[Date Prev][Date Next][Thread Prev][Thread Next][Date Index][Thread Index]
Re: inconsistency with counting characters vs bytes for multi-byte chara
From: |
Ed Morton |
Subject: |
Re: inconsistency with counting characters vs bytes for multi-byte characters |
Date: |
Fri, 1 Sep 2023 02:51:02 -0500 |
You’re welcome and thanks for the quick turnaround on a fix.
Ed Morton
> On Aug 31, 2023, at 11:30 PM, arnold@skeeve.com wrote:
>
> Hi Ed.
>
> This was a really interesting corner case. Good catch. The fix
> is attached and will be in git eventually.
>
> Thanks for the report!
>
> Arnold
>
> Ed Morton <mortoneccc@comcast.net> wrote:
>
>> Configuration Information [Automatically generated, do not change]:
>> Machine: x86_64
>> OS: cygwin
>> Compiler: gcc
>> Compilation CFLAGS: -ggdb -O2 -pipe -Wall -Werror=format-security
>> -Wp,-D_FORTIFY_SOURCE=2 -fstack-protector-strong
>> --param=ssp-buffer-size=4
>> -fdebug-prefix-map=/cygdrive/d/a/scallywag/gawk/gawk-5.2.2-1.x86_64/build=/usr/src/debug/gawk-5.2.2-1
>>
>> -fdebug-prefix-map=/cygdrive/d/a/scallywag/gawk/gawk-5.2.2-1.x86_64/src/gawk-5.2.2=/usr/src/debug/gawk-5.2.2-1
>>
>> -DNDEBUG
>> uname output: CYGWIN_NT-10.0-22621 TournaMart_2023 3.4.8-1.x86_64
>> 2023-08-17 17:02 UTC x86_64 Cygwin
>> Machine Type: x86_64-pc-cygwin
>>
>> Gawk Version: 5.2.2
>>
>> Attestation 1:
>> I have read
>> https://www.gnu.org/software/gawk/manual/html_node/Bugs.html.
>> Yes
>>
>> Attestation 2:
>> I have not modified the sources before building gawk.
>> True
>>
>> Description:
>> Different string handling functions produce different results
>> for multi-byte characters.
>>
>> Repeat-By:
>> Without "-b":
>>
>> $ awk 'BEGIN{str="\342\200\257"; print length(str);
>> match(str,/.+/); print RLENGTH; match(str,/$/); print RSTART }'
>> 1
>> 1
>> 4
>>
>> Note that length() thinks that string is 1 character, the first
>> call to match() agrees, but then the 2nd call to match() thinks it's 3
>> characters (since RSTART tells us the "end of string" is at position 4).
>>
>> Now with "-b" ("Cause gawk to treat all input data as
>> single-byte characters" per
>> https://www.gnu.org/software/gawk/manual/gawk.html#Options):
>>
>> $ awk -b 'BEGIN{str="\342\200\257"; print length(str);
>> match(str,/.+/); print RLENGTH; match(str,/$/); print RSTART }'
>> 3
>> 3
>> 4
>>
>> Note that length() now thinks that string is 3 characters, the
>> first call to match() agrees again, and then the 2nd call to match() now
>> also agrees.
>>
>> Per the manual "in gawk, length(), substr(), split(), match()

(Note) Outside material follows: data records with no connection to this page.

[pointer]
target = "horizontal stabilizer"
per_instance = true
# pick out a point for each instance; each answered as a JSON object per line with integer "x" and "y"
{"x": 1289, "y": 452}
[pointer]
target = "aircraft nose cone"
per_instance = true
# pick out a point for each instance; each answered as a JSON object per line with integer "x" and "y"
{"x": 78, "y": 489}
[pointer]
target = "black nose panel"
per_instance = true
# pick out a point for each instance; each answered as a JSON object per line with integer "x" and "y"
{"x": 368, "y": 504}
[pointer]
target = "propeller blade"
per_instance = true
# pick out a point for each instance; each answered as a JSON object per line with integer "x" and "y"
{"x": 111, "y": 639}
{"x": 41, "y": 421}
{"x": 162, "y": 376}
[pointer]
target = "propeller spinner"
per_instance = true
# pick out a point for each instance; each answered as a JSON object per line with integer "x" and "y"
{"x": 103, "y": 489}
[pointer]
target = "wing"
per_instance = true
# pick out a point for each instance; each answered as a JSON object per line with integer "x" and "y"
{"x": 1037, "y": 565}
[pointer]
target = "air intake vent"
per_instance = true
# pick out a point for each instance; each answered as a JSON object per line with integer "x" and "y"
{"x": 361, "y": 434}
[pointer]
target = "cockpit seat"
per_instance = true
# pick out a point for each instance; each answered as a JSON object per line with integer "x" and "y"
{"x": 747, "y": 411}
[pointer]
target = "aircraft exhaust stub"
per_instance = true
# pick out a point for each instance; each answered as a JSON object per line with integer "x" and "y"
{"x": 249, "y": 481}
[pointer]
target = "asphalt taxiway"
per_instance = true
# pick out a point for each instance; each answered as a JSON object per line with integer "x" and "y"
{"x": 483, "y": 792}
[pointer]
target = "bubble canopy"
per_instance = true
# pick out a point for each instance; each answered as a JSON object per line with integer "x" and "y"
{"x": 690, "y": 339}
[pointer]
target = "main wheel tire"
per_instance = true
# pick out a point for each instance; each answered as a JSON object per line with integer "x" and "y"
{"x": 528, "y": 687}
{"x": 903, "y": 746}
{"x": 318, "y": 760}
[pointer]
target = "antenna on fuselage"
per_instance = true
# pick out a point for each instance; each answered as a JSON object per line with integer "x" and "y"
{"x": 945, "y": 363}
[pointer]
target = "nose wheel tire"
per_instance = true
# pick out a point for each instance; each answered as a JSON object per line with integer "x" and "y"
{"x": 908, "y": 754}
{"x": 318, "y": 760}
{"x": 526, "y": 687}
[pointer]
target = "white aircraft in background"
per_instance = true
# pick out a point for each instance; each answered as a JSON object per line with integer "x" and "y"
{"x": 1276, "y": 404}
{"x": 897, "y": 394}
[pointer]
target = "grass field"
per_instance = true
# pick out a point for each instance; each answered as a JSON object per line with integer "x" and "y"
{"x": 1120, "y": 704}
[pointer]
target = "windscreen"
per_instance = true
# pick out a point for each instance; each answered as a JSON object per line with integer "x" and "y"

>> and the other string functions ... all work in terms of characters in
>> the local character set, and not in terms of bytes." (from
>> https://www.gnu.org/software/gawk/manual/html_node/Bytes-vs_002e-Characters.html)
>>
>> so I was expecting more consistent results between those 3 function
>> calls and that they'd basically all always agree with length()s results.
>> It may just be "match()" that has an issue, I haven't noticed a problem
>> with any other function but I haven't been looking for it.
> <fix.diff>